Lincoln National taps TARP, sells shares to boost capital

Banks are clamoring to leave the government's financial rescue program, but insurers are eager to get in. Last week, Hartford Financial Group (HIG) announced it would participate.

And now Lincoln National (LNC) is following suit, taking $950 million from the Treasury Department as part a series of moves aimed at raising $2.1 billion in fresh capital.

Lincoln National will sell $500 million in bonds and $600 million in common stock, in addition to the preferred shares it's selling to the government, it said in a regulatory filing today.

Participation in the Troubled Asset Repurchase Program, or TARP, "provides additional capital flexibility," Lincoln National said in a statement. "The company expects to repay this financing as soon as practicable, taking into consideration appropriate balance sheet strength and capital markets conditions."
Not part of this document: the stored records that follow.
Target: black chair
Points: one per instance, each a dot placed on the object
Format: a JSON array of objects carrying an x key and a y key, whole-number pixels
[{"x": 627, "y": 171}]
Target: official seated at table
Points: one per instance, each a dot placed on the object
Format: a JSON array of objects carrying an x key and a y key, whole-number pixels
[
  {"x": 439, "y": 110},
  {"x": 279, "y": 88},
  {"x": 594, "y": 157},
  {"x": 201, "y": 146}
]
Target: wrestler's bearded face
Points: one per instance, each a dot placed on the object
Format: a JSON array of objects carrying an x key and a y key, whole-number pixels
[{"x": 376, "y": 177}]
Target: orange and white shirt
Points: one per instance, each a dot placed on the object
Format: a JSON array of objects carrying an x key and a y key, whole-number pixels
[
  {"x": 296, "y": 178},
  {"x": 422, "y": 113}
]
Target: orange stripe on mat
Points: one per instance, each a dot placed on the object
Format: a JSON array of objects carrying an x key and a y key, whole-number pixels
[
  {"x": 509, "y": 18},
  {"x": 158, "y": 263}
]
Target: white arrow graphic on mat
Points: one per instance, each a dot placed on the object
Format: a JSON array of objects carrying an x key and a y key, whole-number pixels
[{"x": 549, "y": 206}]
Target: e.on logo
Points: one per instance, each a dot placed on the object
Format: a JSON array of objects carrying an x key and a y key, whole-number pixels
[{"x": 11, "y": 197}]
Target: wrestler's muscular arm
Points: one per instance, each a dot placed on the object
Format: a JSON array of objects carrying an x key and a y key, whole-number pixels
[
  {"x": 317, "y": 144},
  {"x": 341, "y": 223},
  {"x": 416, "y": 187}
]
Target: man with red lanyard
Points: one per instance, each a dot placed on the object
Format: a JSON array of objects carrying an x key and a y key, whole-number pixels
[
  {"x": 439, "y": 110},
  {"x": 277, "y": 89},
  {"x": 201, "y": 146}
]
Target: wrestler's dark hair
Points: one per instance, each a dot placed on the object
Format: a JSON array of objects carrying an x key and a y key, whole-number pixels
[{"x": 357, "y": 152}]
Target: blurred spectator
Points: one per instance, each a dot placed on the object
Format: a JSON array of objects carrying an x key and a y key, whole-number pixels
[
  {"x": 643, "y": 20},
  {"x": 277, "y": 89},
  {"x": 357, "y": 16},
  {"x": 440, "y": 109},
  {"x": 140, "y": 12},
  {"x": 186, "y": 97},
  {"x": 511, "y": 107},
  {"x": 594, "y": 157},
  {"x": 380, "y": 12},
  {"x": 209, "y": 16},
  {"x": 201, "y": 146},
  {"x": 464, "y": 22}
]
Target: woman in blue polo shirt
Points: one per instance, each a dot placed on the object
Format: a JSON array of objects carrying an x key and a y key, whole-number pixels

Last month, half a dozen insurers were cleared to receive bailouts. While Hartford Financial and Lincoln National accepted, the rest -- including Allstate (ALL), Ameriprise Financial (AMP), Principal Financial Group (PFG) and Prudential Financial (PRU) -- turned the money down.

Like banks, insurance companies have seen sharp declines in investments once thought to be safe. But unlike banks, they weren't initially eligible to participate in TARP, set up when the financial crisis deepened last fall.

That set off a wave of acquisitions of banks by insurance companies, moves which would allow them to reshape themselves and meet regulators' requirements to receive TARP funds.

Lincoln National, for example, bought tiny Newton County Savings & Loan, an Indiana thrift with just $7 million in assets, or 7.4 percent of the amount it will receive from the Treasury Department.

In addition to the four insurance companies that passed up the opportunity to participate in TARP, several others missed their chance when the deals they'd put together to buy banks fell apart. For example, the Phoenix Cos. (PNX) got approval in January to buy American Sterling Bank, a Missouri-based thrift with $181 million in assets, but the deal stalled and the bank was later seized by regulators and closed.